Note: Except where explicitly stated, all the new features described in this chapter apply to both C# and Visual Basic.

Touch Gestures

The code editor has been enhanced to support common gestures on touch screens. Touch already worked in previous versions but the IDE was not optimized; touch support was only available previously because of hardware capabilities. In Visual Studio 2015, you can:

• Double-tap a word or an identifier to select it.
• Press and hold on screen to open the context menu.
• Tap the margin of the code editor to select the corresponding line of code.
• Tap and hold anywhere on the code editor’s surface to scroll up and down.
• “Pinch and zoom” to zoom in and out with two fingers.

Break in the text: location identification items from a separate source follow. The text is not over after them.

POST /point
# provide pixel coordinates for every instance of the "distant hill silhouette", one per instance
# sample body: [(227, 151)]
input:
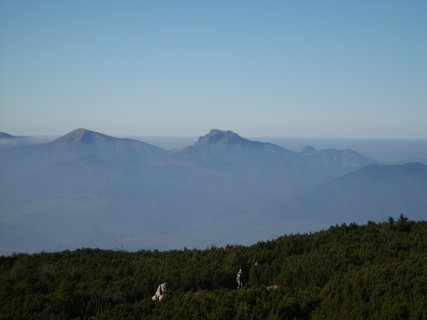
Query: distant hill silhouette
[(4, 135), (364, 194), (90, 189)]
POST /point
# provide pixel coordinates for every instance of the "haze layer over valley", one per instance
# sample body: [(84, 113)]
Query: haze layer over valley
[(91, 189)]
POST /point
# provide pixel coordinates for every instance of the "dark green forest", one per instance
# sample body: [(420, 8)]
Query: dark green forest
[(373, 271)]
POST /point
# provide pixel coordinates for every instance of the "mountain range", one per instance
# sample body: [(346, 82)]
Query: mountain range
[(91, 189)]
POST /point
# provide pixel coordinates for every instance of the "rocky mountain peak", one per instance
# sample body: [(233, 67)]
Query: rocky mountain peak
[(221, 138)]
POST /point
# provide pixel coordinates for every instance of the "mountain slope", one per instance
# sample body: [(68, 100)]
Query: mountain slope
[(366, 194)]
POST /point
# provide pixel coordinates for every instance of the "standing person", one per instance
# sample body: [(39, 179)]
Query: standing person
[(240, 278)]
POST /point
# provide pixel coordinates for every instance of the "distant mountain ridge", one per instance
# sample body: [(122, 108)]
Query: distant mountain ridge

You will find these features very useful if you use Visual Studio 2015 on touch-enabled devices such as tablets or laptops.

Colorized Tooltips

The code editor automatically creates collapsible regions for many language constructs, such as (but not limited to) class definitions, structure definitions, and method bodies. Starting from Visual Studio 2013, when a region is collapsed, you can get a preview of the full code by passing the mouse pointer over the collapsed construct. Visual Studio 2015 provides an enhanced experience providing colorized tooltips and the full object or member declaration, as shown in Figure 19.

19. Colorized Tooltips.

This is much better if compared to Visual Studio 2013, where you do not have the object/member declaration and the tooltip’s color is only black.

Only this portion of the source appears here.